Problem Definition

To estimate the speed of vehicles from given monocular video. An example, where the vehicles are detected and their corresponding speed is identified is shown below.



  • The system consists of three components as shown in the figure: (1) vehicle detection (2) tracking, and (3) speed estimation.
  • In the first step, the vehicle detection and segmentation is done using the well known Mask-RCNN.
  • In the second step, the tracking is done using an algorithm called DEEPSORT, which not only does tracking, but also estimates the pixel velocity with the help of Kalman filters.
  • After obtaining pixel velocities from the Kalman filter in the image domain, the speed estimation approach has two steps:
    • affine rectification to restore affine-invariant properties of the scene, and
    • scale recovery which estimates vehicle speed in the real world.

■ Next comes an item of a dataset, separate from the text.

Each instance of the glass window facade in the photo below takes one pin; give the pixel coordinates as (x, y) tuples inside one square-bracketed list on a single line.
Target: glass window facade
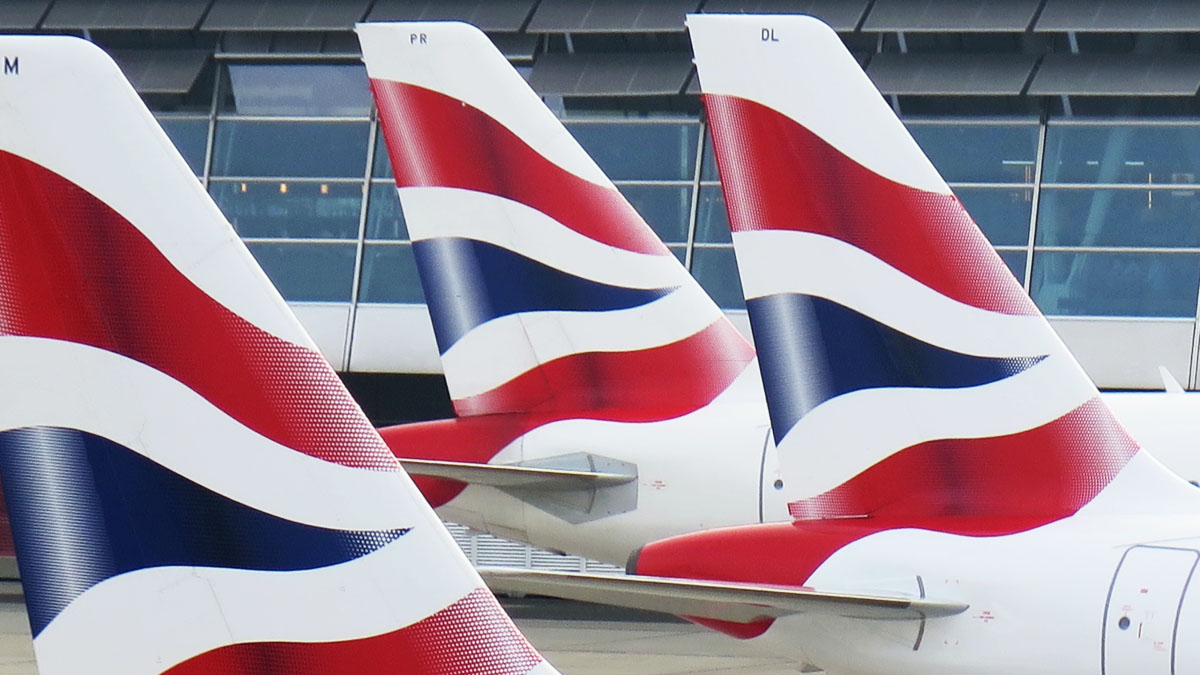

Training and Data set details

  • Mask-RCNN that is implemented has been pre-trained on the MSCOCO dataset.
  • The DeepSORT algorithm used for vehicle tracking uses a pre-trained CNN, which extracts a set of appearance features for each bounding box detected. The details of the CNN can be found in Figure 3 of the paper.
  • The network is trained on the CompCars dataset which consists of 136,726 images for 163 car makes and 1,716 car models.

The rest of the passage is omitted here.